How to handle Out of Distribution for LSTM sequence classifier

microsoft / CNTK

Microsoft Cognitive Toolkit (CNTK), an open source deep-learning toolkit

https://docs.microsoft.com/cognitive-toolkit/

Other

17.49k stars 4.3k forks source link

How to handle Out of Distribution for LSTM sequence classifier #3797

Open MihaiHoriaPopescu opened 4 years ago

MihaiHoriaPopescu commented 4 years ago

Hello, I have a problem with my classification model. I am trying to create a classifier for some VR gesture recognition, were we cannot handle training with negative observations. I found that the problem is actually quite known in the real classification fields, since many times you will need to handle Out of Distribution Inputs. Did someone handle this problem?

delzac commented 4 years ago

I have already provided the 2 ways you can resolve this in my previous reply.

Either create an Other gesture in the classifier or build an anomaly detector to filter out unwanted gesture as a preprocessing step.

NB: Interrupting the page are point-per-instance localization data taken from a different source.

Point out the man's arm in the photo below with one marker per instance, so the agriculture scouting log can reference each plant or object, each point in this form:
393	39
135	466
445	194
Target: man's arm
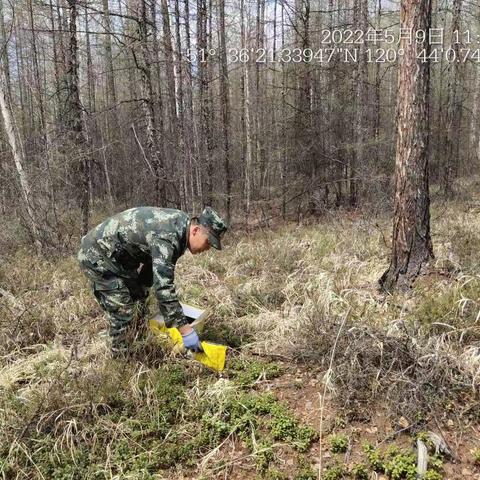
163	269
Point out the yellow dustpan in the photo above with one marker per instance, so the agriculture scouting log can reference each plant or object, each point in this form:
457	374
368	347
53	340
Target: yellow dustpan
213	355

MihaiHoriaPopescu commented 4 years ago

@delzac Hello, creating an Other label is not suitable for my model. I have tried to create a balanced dataset with positive/negative gestures, using negative gesture as assembly of part of the other gestures, or also with other gestures registered, but the results was not sufficient to detect different gesture as residuals. Can you link an example of implementation of anomaly detector in cntk?I didn't find any solution, and implementing it by myself its quite hard since I have seen a lack of documentation for cntk api.

delzac commented 4 years ago

There's no need to use neural nets to build anomaly detectors. Scikit-learn has many algorithms that you can use, you can check it out here.

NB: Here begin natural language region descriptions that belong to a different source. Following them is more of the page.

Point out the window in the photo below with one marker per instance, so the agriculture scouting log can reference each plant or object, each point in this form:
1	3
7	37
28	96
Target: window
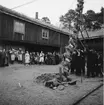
19	27
45	34
19	30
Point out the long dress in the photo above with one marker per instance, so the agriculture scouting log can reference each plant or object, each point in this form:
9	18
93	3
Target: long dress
27	58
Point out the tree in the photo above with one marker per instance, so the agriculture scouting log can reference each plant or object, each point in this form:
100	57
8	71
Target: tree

If you insist on using cntk as build an anomaly detector, then you need to build an autoencoder.

MihaiHoriaPopescu commented 4 years ago

@delzac Thank you for reply. Its not that I insist on implementing it in cntk, but the classical classification works on tabular data, where I am using sequences with different length. Instead of having a probability that sum to 1 for the classification, I was wondering that if its possible to use a result as a similarity with the gestures trained. I'm going to give a look at the autoencoders. I was also thinking about using time series with pattern recognition. This probably resolve the problem. Are there examples of lstm on time series for pattern recognition, instead of prediction?

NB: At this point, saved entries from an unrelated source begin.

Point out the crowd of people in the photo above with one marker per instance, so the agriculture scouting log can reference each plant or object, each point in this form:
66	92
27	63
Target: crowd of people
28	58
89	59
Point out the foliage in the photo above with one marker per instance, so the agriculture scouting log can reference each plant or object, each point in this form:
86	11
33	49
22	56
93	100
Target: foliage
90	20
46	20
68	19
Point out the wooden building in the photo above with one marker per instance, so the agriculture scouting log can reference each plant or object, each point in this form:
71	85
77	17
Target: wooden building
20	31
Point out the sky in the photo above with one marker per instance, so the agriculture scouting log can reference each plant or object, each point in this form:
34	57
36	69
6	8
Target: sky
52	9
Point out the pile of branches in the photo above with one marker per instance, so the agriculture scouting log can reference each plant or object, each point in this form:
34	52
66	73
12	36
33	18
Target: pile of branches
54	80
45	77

delzac commented 4 years ago

In supervised learning there only two task that exist (1) classification (2) regression. Pattern recognition is classification.

You can always convert your gesture sequences of different length into a single fixed dimension vector. Much like in movie review sentiment classification where the review text is of unequal length but either could be positive or negative or neutral.